The first lady said her husband packed his cabinet with people he barely knew, suggesting that the government had been hijacked.
Saraki, who had earlier in the year claimed that there is a ‘government within the government’ of President Buhari, said Mrs. Buhari’s reservation has proved him right.
Saraki’s comments were conveyed by a tweet posted by his media aide, Bamikole Omisore, on Friday morning.
Omisore said Buhari and those who criticised Saraki at the time he made the comments should understand that both the president’s wife and his principal meant well for the administration.
“Aisha Buhari and Bukola Saraki both have the best interest of President Buhari at heart,” Omisore said in the tweet.

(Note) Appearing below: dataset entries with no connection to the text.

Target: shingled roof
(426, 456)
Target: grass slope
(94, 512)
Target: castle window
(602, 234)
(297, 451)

Omisore further expanded on his principal’s position in a telephone interview with Premium Times on Friday morning, saying Saraki still strongly believes that Mr. Buhari has been sidelined by a few men in his government.
“It is true that we still believe that there’s a government within the government.”
“We do believe that the president has good intention and we’re behind him,” Omisore said. “But a situation where a few people are in charge does not bode well for the image and the future of our country.”
Omisore said recent development in which the Minister of Finance openly disagreed with the Governor of Central Bank on economic matters clearly showed that administration officials were taking directives from conflicting authorities.
“A situation where people that work within the executive say one thing and other people that work in the same administration say and even do another thing.
“It shows that people are getting directives from different authorities,” Omisore said.
“Mrs. Buhari is our mother and she has come out to say that the way things are being run, where APC manifesto has been abandoned and the party completely left out of governance, should not continue for too long,” Omisore said.